Importing Institutions? The Mixed Blessing of Electricity Regulators in India

Speaker:
Navroz K. Dubash -  IDFC Chair Professor of Governance and Public Policy, National Institute of Public Finance and Policy, New Delhi, India
Download The New Regulatory Politics of Electricity in India: Independent, Embedded or Transcendent?

Chair:
David Roodman - Research Fellow, Center for Global Development

Navroz K. Dubash will give a talk on independent regulation in India as an experiment in importing institutions to the developing world. Navroz is Professor of Governance and Public Policy at the National Institute of Public Finance and Policy (NIPFP), an independent think-tank in New Delhi, India, where he leads NIPFP's work on governance. His work focuses on the political economy of institutional development and change, and the design of related governance mechanisms, with a recent focus on public utilities. Before joining NIPFP, he was a Senior Associate at the World Resources Institute in Washington, DC, in its Institutions and Governance Program.
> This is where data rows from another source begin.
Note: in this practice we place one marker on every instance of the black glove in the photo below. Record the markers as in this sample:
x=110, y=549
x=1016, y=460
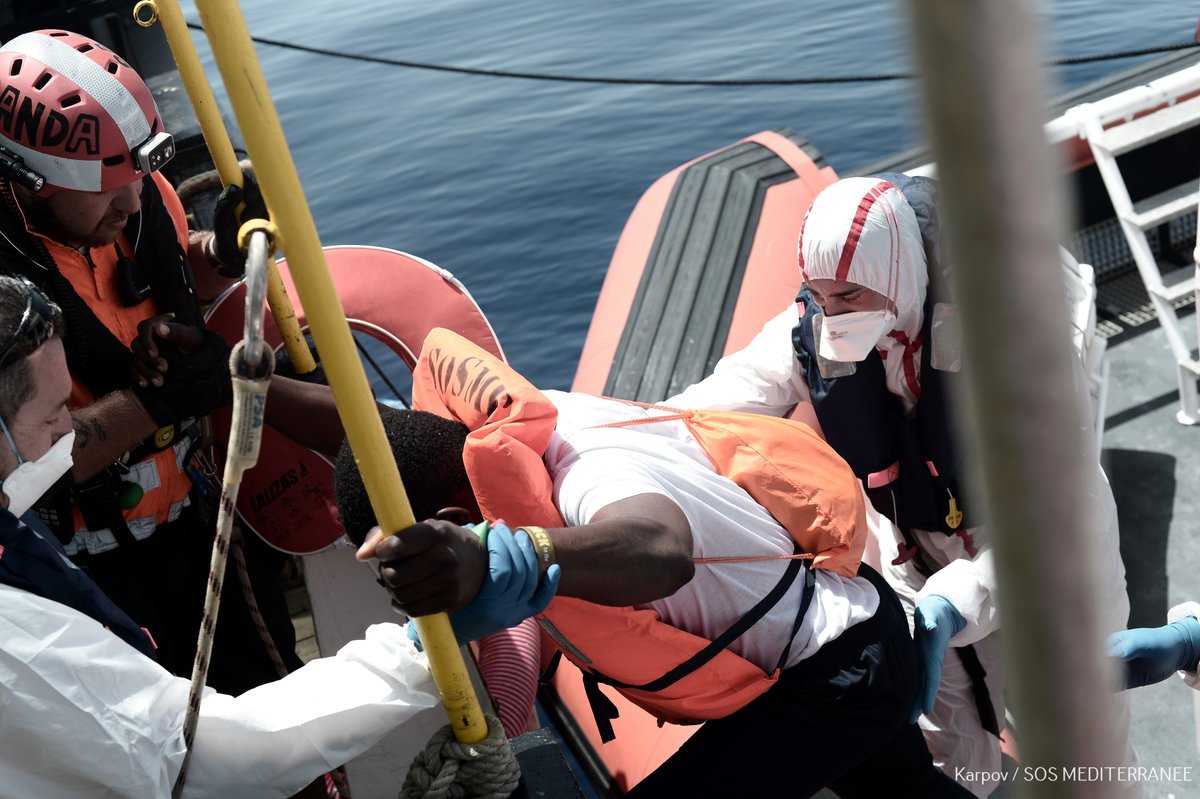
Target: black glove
x=196, y=380
x=226, y=222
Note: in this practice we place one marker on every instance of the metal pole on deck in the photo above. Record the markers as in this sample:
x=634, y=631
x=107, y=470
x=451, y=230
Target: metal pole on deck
x=1003, y=215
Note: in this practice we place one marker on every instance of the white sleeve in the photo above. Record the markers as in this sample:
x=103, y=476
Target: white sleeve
x=1182, y=612
x=765, y=377
x=970, y=586
x=277, y=738
x=85, y=714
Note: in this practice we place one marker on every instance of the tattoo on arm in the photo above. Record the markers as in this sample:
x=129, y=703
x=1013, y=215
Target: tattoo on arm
x=88, y=430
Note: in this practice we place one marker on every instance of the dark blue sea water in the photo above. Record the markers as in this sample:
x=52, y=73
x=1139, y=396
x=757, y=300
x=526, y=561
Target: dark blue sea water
x=521, y=188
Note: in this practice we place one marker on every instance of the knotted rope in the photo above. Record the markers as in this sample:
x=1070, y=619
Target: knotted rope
x=251, y=364
x=448, y=769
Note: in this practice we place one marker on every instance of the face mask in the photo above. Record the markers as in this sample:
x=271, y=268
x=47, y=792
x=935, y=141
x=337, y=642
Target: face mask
x=850, y=337
x=31, y=479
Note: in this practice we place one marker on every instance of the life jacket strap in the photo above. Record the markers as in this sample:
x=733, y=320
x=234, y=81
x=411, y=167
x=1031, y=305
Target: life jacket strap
x=977, y=673
x=604, y=710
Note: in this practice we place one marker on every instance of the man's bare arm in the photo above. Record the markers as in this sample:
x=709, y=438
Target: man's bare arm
x=633, y=552
x=106, y=430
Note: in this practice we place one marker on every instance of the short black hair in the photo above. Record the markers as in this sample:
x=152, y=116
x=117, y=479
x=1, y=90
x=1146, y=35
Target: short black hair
x=19, y=298
x=429, y=452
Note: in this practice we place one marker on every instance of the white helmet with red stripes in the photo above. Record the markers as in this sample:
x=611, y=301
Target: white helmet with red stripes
x=77, y=113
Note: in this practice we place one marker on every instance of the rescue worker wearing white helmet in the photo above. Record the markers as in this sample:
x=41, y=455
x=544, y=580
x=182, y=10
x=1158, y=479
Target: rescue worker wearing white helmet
x=868, y=355
x=88, y=217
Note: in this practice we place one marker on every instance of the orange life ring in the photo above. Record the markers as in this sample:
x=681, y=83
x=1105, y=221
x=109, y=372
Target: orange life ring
x=396, y=299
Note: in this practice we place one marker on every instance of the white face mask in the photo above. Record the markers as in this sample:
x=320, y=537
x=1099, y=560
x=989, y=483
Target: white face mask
x=850, y=337
x=31, y=479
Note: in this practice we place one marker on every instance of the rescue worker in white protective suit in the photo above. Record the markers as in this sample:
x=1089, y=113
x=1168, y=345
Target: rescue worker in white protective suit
x=85, y=709
x=868, y=355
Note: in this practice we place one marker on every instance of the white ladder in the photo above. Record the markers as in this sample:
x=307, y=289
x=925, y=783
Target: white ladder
x=1137, y=218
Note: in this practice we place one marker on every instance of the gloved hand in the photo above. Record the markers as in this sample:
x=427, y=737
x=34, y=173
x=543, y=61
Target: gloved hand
x=511, y=592
x=179, y=371
x=934, y=624
x=226, y=222
x=1150, y=655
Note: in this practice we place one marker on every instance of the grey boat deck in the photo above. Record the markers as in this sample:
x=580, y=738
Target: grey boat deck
x=1153, y=464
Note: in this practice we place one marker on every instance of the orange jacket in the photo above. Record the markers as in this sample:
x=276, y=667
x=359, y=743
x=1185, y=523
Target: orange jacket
x=94, y=277
x=783, y=464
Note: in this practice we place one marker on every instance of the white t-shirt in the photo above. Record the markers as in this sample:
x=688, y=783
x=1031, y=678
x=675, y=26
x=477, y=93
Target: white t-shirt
x=595, y=467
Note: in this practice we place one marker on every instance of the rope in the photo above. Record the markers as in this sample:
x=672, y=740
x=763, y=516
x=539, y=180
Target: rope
x=448, y=769
x=1071, y=60
x=256, y=614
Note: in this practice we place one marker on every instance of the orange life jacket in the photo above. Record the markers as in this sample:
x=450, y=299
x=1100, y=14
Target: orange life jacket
x=787, y=468
x=93, y=274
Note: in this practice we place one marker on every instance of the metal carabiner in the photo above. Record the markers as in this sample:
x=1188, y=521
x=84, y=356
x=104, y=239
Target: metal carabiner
x=253, y=342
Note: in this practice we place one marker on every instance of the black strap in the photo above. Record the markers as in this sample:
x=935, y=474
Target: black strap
x=604, y=712
x=97, y=500
x=805, y=600
x=723, y=641
x=978, y=674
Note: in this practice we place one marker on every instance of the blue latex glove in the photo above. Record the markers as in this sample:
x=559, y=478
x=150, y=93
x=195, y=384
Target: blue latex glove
x=934, y=624
x=510, y=593
x=1150, y=655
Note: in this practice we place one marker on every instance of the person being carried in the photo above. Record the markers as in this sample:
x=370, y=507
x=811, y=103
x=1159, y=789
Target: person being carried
x=707, y=566
x=87, y=708
x=869, y=356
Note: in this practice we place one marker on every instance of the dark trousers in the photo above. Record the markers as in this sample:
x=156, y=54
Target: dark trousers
x=160, y=582
x=838, y=720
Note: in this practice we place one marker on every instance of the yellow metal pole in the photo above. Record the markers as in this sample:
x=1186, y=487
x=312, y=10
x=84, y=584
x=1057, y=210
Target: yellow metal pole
x=259, y=122
x=208, y=113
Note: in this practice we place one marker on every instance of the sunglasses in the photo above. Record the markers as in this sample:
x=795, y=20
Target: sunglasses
x=34, y=329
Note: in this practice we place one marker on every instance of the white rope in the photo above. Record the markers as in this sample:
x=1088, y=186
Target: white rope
x=251, y=365
x=448, y=769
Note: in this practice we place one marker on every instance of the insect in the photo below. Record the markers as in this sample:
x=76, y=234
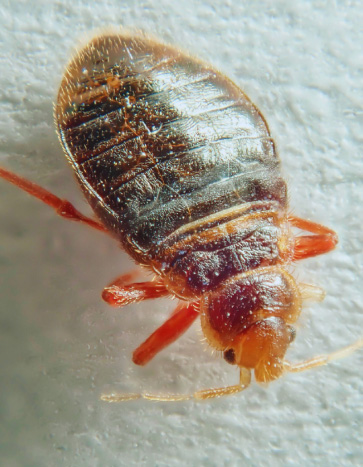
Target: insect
x=180, y=167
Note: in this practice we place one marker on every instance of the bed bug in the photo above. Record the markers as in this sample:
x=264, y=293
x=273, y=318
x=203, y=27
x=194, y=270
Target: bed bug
x=179, y=166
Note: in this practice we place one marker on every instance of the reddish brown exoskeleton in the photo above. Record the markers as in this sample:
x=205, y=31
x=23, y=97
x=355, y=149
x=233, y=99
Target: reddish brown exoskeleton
x=180, y=167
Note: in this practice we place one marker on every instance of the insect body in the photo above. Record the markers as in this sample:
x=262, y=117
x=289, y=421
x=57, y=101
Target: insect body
x=180, y=167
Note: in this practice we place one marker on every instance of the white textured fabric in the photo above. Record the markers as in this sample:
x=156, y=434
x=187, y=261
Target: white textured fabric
x=61, y=346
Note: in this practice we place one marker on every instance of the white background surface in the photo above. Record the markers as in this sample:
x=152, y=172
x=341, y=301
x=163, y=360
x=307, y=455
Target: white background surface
x=61, y=346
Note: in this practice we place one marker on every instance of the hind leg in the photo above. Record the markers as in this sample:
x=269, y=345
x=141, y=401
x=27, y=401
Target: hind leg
x=61, y=206
x=306, y=246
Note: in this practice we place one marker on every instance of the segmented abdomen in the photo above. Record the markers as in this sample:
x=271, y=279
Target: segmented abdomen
x=159, y=140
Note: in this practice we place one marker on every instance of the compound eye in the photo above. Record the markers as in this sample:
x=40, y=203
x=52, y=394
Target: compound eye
x=230, y=356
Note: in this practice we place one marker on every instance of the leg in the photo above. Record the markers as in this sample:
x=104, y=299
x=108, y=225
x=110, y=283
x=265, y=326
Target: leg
x=306, y=246
x=167, y=333
x=245, y=378
x=118, y=296
x=323, y=359
x=62, y=207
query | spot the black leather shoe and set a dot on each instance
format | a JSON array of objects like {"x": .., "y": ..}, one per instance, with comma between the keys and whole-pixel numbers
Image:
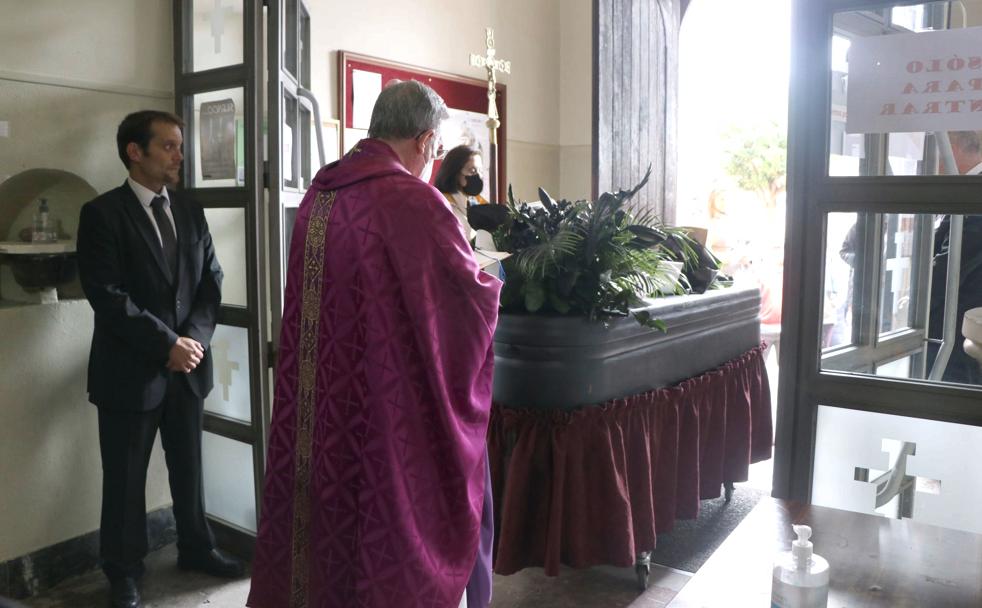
[
  {"x": 214, "y": 563},
  {"x": 124, "y": 594}
]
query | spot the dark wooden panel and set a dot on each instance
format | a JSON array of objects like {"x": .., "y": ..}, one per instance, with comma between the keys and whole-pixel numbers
[{"x": 635, "y": 98}]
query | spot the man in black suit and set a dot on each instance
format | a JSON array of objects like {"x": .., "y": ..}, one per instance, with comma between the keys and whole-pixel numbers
[{"x": 148, "y": 268}]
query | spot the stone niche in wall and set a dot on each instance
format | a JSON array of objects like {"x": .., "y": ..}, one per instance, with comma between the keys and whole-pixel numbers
[{"x": 30, "y": 274}]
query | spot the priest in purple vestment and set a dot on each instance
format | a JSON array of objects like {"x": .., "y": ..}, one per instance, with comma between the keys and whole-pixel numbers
[{"x": 377, "y": 490}]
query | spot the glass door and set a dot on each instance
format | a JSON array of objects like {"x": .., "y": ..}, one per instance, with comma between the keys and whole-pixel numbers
[
  {"x": 294, "y": 128},
  {"x": 217, "y": 88},
  {"x": 880, "y": 402}
]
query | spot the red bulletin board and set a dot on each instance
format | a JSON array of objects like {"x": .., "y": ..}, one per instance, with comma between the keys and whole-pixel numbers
[{"x": 459, "y": 92}]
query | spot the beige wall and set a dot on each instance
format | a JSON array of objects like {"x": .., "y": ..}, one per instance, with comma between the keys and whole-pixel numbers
[
  {"x": 576, "y": 106},
  {"x": 49, "y": 447},
  {"x": 63, "y": 90}
]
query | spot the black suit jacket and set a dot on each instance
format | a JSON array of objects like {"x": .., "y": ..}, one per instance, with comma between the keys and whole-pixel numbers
[{"x": 140, "y": 309}]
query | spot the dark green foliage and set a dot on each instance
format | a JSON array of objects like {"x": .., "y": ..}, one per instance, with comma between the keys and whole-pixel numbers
[{"x": 594, "y": 259}]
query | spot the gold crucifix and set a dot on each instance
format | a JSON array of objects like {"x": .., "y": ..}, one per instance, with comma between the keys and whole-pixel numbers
[{"x": 493, "y": 65}]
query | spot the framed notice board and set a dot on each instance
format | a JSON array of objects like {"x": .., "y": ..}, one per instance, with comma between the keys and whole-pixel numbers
[{"x": 362, "y": 77}]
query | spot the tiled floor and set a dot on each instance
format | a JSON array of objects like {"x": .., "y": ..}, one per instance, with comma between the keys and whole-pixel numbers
[{"x": 167, "y": 587}]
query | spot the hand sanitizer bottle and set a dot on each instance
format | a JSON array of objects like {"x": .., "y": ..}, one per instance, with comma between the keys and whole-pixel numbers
[
  {"x": 801, "y": 578},
  {"x": 40, "y": 232}
]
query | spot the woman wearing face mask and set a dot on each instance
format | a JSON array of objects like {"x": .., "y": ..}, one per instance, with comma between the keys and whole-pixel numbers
[{"x": 459, "y": 179}]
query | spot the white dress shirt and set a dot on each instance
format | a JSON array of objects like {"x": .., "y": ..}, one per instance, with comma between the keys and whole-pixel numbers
[{"x": 146, "y": 196}]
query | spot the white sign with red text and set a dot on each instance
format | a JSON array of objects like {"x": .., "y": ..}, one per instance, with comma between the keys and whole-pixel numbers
[{"x": 929, "y": 81}]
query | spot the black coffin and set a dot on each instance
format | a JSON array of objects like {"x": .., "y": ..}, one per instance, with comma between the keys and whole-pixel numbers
[{"x": 566, "y": 362}]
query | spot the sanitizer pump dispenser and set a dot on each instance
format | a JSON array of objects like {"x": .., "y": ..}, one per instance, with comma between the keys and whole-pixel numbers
[{"x": 801, "y": 578}]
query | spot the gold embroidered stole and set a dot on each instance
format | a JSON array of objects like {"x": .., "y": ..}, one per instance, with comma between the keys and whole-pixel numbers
[{"x": 313, "y": 280}]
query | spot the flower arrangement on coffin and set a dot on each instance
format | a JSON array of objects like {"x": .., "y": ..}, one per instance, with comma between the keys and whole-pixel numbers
[{"x": 597, "y": 259}]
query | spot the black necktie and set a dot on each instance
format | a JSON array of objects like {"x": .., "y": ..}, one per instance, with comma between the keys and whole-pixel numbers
[{"x": 167, "y": 239}]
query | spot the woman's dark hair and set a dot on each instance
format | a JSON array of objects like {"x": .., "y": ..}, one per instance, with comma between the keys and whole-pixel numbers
[{"x": 446, "y": 176}]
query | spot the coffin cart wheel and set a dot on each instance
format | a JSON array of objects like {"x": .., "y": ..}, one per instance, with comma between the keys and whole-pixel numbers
[{"x": 642, "y": 568}]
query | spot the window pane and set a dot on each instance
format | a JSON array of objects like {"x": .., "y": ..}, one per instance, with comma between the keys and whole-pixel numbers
[
  {"x": 885, "y": 294},
  {"x": 898, "y": 467},
  {"x": 227, "y": 228},
  {"x": 217, "y": 148},
  {"x": 290, "y": 140},
  {"x": 231, "y": 396},
  {"x": 896, "y": 273},
  {"x": 290, "y": 43},
  {"x": 906, "y": 82},
  {"x": 217, "y": 35},
  {"x": 230, "y": 492}
]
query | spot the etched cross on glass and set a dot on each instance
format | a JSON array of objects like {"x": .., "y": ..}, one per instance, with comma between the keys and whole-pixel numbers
[
  {"x": 223, "y": 365},
  {"x": 218, "y": 15},
  {"x": 895, "y": 489}
]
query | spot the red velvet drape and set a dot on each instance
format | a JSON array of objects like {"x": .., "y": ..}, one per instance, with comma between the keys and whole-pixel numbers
[{"x": 596, "y": 484}]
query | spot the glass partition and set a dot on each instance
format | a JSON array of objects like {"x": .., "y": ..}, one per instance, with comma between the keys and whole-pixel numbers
[
  {"x": 898, "y": 467},
  {"x": 228, "y": 231},
  {"x": 216, "y": 33},
  {"x": 230, "y": 493},
  {"x": 886, "y": 291},
  {"x": 231, "y": 396}
]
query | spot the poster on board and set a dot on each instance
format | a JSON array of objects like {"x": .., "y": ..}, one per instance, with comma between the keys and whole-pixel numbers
[{"x": 217, "y": 139}]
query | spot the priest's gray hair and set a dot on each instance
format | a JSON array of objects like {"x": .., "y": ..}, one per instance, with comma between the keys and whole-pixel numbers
[{"x": 404, "y": 109}]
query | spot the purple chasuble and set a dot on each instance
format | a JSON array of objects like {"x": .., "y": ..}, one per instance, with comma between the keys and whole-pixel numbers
[{"x": 376, "y": 490}]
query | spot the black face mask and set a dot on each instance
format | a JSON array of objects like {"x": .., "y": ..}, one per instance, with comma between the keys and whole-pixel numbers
[{"x": 474, "y": 186}]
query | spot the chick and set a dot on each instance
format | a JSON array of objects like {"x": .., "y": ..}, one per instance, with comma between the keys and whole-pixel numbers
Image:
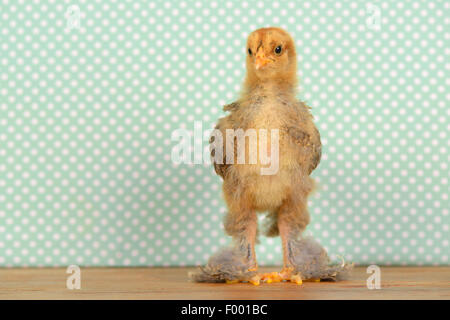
[{"x": 268, "y": 101}]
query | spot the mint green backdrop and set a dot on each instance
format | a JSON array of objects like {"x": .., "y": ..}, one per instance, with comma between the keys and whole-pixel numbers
[{"x": 90, "y": 95}]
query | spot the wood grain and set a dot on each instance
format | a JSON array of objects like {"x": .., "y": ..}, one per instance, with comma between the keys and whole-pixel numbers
[{"x": 172, "y": 283}]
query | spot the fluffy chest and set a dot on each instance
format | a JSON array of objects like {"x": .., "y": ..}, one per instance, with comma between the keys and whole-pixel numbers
[{"x": 267, "y": 114}]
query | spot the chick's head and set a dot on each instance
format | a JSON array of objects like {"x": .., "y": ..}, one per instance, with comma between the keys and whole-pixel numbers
[{"x": 271, "y": 55}]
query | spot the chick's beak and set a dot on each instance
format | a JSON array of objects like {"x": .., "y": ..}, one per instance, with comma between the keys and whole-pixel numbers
[{"x": 261, "y": 60}]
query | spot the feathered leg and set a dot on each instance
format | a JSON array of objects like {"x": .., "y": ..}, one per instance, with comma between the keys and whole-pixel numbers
[
  {"x": 303, "y": 257},
  {"x": 237, "y": 263}
]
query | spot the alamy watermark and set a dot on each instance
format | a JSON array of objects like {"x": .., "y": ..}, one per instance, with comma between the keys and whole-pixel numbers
[
  {"x": 236, "y": 146},
  {"x": 374, "y": 281}
]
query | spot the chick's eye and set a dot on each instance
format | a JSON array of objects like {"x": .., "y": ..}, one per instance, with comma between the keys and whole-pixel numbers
[{"x": 278, "y": 50}]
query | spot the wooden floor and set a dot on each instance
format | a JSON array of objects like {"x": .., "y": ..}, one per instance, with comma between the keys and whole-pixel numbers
[{"x": 172, "y": 283}]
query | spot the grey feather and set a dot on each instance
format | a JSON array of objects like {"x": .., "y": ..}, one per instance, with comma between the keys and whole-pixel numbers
[
  {"x": 311, "y": 261},
  {"x": 227, "y": 264}
]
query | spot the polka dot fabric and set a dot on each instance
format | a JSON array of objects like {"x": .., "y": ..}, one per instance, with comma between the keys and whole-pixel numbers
[{"x": 89, "y": 97}]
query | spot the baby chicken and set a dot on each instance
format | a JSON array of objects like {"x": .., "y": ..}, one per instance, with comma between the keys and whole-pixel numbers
[{"x": 268, "y": 101}]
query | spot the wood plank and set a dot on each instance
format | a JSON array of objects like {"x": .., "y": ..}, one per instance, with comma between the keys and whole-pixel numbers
[{"x": 172, "y": 283}]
This talk describes the emergence of independent electricity regulatory bodies in India as an outcome of donor driven institutional transplant. Regulation was conceived as a new sphere of governance that allowed insulation from corrosive politics, a necessary step to attract private investment to the sector. In practice regulators have become absorbed into India's political economy, but not always in expected ways. The talk is organized around three competing narratives describing the role of electricity regulation in India, with a particular emphasis on the role of regulation in New Delhi's high-profile electricity privatization. It concludes with a discussion of comparative experience with regulation in other Asian countries in light of the Indian experience.